The reagent of formulation example 5 of test example 1 was used.

2. Sample to be tested

(1) Serum samples from healthy individuals

Seven samples were purchased from PROMEDDEX.

(2) Serum samples from patients with ulcerative colitis (mild (remission))

Thirteen samples were purchased from bioreclaintion.

(3) Serum samples from patients with ulcerative colitis (severe (active phase))

Five samples were purchased from bioreclaintion and Proteogenex.

3. Measurement method and measurement conditions

The measurement method and measurement conditions were the same as in test example 1.

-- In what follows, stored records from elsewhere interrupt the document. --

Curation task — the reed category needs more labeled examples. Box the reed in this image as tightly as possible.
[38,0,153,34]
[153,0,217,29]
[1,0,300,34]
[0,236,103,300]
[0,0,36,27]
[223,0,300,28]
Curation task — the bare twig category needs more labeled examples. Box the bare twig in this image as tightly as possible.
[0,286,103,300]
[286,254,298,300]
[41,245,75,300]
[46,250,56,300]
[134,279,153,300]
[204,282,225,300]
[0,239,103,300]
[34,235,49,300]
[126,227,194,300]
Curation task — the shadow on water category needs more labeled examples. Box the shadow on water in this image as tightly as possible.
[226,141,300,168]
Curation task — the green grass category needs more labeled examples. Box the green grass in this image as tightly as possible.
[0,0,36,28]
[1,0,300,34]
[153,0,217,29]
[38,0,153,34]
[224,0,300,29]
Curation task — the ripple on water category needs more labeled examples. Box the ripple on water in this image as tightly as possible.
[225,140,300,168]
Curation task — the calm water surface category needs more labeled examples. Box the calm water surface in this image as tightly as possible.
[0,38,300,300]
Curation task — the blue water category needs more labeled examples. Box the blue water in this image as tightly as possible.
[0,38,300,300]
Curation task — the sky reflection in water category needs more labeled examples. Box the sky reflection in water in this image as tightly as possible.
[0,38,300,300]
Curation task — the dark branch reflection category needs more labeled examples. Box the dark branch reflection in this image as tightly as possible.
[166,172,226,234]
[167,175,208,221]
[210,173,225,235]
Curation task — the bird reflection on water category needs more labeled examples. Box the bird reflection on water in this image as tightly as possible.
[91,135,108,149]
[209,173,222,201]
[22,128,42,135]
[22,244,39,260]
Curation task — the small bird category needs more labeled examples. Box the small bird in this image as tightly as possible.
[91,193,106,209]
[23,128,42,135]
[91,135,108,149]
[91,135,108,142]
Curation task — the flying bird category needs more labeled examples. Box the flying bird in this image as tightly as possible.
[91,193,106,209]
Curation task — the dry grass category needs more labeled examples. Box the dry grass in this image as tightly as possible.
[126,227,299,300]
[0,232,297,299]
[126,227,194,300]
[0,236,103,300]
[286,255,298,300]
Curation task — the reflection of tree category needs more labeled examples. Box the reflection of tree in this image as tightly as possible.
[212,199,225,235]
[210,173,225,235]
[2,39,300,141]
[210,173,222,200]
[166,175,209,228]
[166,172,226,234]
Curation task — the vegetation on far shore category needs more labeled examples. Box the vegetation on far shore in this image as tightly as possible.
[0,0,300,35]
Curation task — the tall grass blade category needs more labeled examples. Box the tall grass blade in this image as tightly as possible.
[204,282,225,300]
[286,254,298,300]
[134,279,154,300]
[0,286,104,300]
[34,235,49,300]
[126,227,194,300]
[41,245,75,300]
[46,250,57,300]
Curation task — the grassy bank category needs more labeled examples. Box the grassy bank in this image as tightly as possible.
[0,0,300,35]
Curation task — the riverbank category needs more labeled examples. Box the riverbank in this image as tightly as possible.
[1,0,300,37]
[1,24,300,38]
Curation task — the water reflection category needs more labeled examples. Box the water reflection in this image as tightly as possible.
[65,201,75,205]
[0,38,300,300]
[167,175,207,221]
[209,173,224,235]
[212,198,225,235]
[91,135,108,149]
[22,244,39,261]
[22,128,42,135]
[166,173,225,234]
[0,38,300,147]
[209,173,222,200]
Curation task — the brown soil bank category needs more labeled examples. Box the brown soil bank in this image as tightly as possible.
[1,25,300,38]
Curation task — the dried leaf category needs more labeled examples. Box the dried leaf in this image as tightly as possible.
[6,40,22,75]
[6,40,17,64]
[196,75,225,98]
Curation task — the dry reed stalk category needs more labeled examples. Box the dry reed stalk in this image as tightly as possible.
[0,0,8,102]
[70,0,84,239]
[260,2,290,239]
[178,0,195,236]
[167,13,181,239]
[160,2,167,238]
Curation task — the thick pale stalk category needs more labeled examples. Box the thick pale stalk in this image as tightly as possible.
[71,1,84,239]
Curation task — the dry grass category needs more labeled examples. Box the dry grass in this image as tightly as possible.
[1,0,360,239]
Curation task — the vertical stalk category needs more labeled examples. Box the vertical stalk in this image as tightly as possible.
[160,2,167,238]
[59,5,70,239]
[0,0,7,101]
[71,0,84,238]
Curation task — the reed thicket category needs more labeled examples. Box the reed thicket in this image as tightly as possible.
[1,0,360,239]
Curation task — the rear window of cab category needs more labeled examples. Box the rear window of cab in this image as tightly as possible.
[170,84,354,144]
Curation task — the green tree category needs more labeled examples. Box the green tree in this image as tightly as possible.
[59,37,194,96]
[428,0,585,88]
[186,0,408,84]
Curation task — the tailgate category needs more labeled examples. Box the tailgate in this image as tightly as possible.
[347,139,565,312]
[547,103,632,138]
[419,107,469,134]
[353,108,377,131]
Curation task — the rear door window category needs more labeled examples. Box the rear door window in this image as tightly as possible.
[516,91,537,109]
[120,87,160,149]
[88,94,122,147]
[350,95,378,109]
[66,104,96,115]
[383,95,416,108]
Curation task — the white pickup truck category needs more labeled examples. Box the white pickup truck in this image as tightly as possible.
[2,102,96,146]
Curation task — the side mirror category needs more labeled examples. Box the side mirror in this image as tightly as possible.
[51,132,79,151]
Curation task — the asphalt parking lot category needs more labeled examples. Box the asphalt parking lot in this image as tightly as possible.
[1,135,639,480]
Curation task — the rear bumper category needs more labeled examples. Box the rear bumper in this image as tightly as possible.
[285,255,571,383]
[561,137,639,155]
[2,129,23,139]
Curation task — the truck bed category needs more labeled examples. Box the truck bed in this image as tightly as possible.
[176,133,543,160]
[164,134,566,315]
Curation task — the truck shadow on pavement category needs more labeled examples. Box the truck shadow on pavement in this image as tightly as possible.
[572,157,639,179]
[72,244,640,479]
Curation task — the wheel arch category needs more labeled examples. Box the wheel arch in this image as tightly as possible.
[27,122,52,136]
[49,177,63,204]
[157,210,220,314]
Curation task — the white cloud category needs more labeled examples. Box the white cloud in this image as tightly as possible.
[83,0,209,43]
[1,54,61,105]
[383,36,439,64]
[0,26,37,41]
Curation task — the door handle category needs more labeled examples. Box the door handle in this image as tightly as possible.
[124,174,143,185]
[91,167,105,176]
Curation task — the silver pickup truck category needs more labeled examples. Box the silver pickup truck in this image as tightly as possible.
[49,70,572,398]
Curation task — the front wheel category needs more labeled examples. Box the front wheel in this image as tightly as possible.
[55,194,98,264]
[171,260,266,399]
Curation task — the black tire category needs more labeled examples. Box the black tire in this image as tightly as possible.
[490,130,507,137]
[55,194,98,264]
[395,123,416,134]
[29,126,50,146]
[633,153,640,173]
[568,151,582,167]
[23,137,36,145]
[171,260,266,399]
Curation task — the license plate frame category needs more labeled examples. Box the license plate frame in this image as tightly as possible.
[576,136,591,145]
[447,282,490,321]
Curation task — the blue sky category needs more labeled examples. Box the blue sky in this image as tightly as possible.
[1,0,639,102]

4. Results and discussion of the assay

The results are shown in FIG. 7.

Based on this result, it was found that LRG can be determined in samples of healthy individuals as well as patients with mild and severe ulcerative colitis, and can be determined as a marker that can distinguish these states.

Thus, the assay reagent of the present invention can function as a diagnostic agent.

INDUSTRIAL APPLICABILITY

According to the present invention, by bringing a biological sample containing LRG and an insoluble carrier particle carrying an anti-LRG monoclonal antibody into contact with each other and measuring the degree of agglutination, it is possible to provide a method and a reagent for measuring LRG in a biological sample, which can easily obtain results in a short time. The measurement method and the measurement reagent of the present invention can be applied to a general-purpose automatic analyzer, and therefore, a large number of LRG samples can be easily and simultaneously measured.

Therefore, LRG as a biomarker can be easily quantified in a short time, and the activity of diseases such as inflammatory bowel disease can be easily evaluated.